As palavras dos transportes podem também tomar sentidos de “manifestação”, de “mobilização”, como aconteceu durante as chamadas “Manifestações de junho de 2013”, com protestos contra os aumentos nas tarifas de transporte público. O papel dos movimentos sociais é visível nesses acontecimentos públicos, como se notou com a atuação do Movimento Passe Libre (MPL). Termos como “catraca” (tal como em “por uma vida sem catracas”), significando, para além do obeto técnico, os obstáculos para um transporte urbano satisfatório, ou slogans como “tarifa zero”, utilizado nas reivindicações de junho de 2013, indicam as disputas pelos sentidos do transporte, a partir da posição de usuários e de participantes dos movimentos sociais:
O MPL não tem fim em si mesmo, deve ser um meio para a construção de uma outra sociedade. Da mesma forma, a luta pela Tarifa Zero não tem um fim em si mesma. Ela é o instrumento inicial de debate sobre a transformação da atual concepção de transporte coletivo urbano, rechaçando a concepção mercadológica de transporte e abrindo a luta por um transporte público, gratuito e de qualidade, como direito para o conjunto da sociedade; por um transporte coletivo fora da iniciativa privada, sob controle público (dos trabalhadores e usuários). (MOVIMENTO PASSE LIVRE, 2015)

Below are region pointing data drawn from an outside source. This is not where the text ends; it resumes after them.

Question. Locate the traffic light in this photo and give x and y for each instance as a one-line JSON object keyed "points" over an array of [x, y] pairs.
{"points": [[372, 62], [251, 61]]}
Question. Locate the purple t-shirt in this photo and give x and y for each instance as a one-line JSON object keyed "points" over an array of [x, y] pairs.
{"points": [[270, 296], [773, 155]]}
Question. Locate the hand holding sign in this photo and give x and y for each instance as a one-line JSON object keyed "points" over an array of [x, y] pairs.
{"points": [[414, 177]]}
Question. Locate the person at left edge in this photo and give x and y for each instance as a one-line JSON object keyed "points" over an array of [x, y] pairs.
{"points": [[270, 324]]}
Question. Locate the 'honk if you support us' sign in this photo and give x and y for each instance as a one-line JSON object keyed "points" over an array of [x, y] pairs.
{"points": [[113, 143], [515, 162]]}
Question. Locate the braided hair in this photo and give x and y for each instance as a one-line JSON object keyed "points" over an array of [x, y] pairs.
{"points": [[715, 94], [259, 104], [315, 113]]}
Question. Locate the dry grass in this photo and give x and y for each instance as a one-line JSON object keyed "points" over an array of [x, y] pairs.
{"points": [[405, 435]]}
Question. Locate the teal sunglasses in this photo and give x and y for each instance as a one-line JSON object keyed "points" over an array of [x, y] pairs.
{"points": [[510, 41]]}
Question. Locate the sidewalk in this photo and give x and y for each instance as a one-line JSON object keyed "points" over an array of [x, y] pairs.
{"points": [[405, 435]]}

O movimento faz uma imagem de si mesmo como “horizontal, autônomo, independente e apartidário, mas não antipartidário”. Algumas palavras de ordem emergem nas manifestações e na mídia, dentre as quais “tarifa zero” (“meio mais prático e efetivo de assegurar o direito de ir e vir de toda população nas cidades”) e “luta pelo passe livre”. O nome “coletivo”, enquanto conjunto dos membros do movimento, indica igualmente uma participação “horizontal”, “sem líderes”. Surgem também questões urbanas como “crescimento desordenado das metrópoles”, “relação cidade e meio ambiente”, “especulação imobiliária”, “drogas”, “violência” e “desigualdade social”. É interessante notar como sites de movimentos como esse passam a apresentar listas de palavras com definições dos termos a partir do ponto de vista da posição sustentada pelos participantes. As palavras se tornam aí entradas para outros textos, artigos de notícias, sites de instituições ligadas e movimentos sociais, agendas de eventos, etc. Elas são dispostas em mecanismos como o das “tags” (“marcadores”), que apresentam palavras e locuções selecionadas com distinção de tamanho para serem clicadas pelos leitores.

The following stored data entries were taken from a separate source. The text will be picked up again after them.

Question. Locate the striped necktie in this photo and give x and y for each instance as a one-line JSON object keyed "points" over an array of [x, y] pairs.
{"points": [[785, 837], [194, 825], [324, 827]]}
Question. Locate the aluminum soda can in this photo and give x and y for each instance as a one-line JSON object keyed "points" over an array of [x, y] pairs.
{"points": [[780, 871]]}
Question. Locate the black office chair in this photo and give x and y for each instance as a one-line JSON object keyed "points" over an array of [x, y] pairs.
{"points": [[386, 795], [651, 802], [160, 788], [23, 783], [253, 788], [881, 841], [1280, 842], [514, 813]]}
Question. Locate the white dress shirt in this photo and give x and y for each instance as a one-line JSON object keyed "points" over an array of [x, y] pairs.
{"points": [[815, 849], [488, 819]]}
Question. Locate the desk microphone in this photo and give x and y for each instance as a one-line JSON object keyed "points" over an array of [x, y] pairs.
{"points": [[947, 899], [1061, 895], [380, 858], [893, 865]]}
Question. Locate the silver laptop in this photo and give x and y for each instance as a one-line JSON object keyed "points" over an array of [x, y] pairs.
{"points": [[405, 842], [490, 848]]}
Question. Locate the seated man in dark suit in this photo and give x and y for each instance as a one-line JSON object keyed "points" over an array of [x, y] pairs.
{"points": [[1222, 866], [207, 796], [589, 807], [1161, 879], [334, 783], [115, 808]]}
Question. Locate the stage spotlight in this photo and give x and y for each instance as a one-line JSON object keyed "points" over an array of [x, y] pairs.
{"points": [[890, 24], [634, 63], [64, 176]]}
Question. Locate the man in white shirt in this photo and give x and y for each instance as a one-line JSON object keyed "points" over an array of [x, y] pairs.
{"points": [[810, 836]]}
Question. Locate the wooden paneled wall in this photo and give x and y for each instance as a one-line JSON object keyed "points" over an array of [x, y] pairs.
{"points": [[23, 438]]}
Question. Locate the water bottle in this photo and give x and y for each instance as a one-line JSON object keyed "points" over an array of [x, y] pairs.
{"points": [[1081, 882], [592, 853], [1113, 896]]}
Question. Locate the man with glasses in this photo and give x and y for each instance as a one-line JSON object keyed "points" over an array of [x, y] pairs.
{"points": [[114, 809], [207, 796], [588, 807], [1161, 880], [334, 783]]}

Referências bibliográficas
BÁRBARA, Vanessa. O sem-carro. In: O Louco de Palestra. São Paulo: Companhia das Letras, 2014.
FERREIRA, A. B. de H. Novo Dicionário Eletrônico Aurélio versão 7.0. 5ª. Edição do Dicionário Aurélio da Língua Portuguesa. Curitiba: Positivo Informática, 2010.

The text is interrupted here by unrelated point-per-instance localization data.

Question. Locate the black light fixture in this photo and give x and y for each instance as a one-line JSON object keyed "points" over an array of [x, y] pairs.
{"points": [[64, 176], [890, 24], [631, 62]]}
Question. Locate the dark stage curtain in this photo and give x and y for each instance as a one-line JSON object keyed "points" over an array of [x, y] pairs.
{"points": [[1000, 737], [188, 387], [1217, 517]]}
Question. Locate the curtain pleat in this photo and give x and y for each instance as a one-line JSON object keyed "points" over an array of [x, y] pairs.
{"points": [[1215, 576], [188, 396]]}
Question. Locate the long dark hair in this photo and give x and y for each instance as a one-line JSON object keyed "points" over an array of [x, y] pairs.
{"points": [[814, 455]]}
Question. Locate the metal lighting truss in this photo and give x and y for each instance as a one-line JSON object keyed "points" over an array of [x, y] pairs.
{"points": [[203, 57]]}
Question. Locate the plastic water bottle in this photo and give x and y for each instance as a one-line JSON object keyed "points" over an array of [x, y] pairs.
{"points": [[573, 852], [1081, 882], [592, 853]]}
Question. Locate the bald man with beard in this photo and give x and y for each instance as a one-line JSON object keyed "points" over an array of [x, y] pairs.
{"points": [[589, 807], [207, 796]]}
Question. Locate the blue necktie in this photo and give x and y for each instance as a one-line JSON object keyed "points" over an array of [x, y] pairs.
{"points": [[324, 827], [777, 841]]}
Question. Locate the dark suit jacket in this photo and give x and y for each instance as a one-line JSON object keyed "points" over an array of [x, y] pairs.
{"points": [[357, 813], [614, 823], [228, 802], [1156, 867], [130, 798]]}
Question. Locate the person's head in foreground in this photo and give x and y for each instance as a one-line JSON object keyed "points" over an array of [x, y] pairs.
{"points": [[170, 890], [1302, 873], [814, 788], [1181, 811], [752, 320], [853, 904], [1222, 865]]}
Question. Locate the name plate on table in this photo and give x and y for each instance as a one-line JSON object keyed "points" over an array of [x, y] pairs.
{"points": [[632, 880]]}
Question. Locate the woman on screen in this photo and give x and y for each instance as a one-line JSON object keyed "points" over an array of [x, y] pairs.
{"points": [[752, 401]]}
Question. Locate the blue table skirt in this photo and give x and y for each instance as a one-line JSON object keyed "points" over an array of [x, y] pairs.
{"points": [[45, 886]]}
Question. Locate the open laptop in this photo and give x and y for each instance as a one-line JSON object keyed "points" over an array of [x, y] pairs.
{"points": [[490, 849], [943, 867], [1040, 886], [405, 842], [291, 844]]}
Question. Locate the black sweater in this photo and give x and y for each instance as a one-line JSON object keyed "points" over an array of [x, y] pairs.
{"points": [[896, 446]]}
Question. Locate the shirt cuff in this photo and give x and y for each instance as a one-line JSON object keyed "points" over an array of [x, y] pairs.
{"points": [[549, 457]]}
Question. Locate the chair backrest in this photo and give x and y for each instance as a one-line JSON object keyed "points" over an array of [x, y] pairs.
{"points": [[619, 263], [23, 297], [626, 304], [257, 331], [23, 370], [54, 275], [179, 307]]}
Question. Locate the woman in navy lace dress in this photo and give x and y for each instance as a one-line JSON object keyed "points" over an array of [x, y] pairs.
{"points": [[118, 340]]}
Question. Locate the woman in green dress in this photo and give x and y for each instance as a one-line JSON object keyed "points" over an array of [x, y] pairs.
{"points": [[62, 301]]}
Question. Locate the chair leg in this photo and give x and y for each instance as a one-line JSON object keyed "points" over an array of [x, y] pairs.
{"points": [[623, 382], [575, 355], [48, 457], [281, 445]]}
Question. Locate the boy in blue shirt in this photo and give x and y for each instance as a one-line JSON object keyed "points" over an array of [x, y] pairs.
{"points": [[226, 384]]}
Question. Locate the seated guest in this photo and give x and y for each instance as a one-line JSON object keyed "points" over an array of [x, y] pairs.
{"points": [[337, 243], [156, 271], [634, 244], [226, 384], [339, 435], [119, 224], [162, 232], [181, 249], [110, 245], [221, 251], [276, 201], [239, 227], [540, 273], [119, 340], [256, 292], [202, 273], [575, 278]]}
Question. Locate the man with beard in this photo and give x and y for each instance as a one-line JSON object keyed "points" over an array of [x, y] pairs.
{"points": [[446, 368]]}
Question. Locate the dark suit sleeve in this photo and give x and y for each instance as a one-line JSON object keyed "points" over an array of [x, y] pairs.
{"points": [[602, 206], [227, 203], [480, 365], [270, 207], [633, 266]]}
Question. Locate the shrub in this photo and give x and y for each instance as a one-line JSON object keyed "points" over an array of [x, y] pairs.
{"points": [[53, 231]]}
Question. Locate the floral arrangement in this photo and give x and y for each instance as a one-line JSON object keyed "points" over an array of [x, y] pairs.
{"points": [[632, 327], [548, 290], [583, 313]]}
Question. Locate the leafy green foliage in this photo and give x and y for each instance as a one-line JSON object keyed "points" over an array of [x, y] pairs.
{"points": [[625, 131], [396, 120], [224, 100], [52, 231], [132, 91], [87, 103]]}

MINISTÉRIO DOS TRANSPORTES. Endereço: http://www.transportes.gov.br/conheca-a-identidade-digital-do-governo.html. Acesso em 22 de fevereiro de 2015.
MOVIMENTO PASSE LIVRE. Endereço: http://saopaulo.mpl.org.br. Acesso em 22 de fevereiro de 2015.
PEREIRA, Vicente de Britto. Transportes: História, crises e caminhos. Rio de Janeiro: Civilização Brasileira, 2014.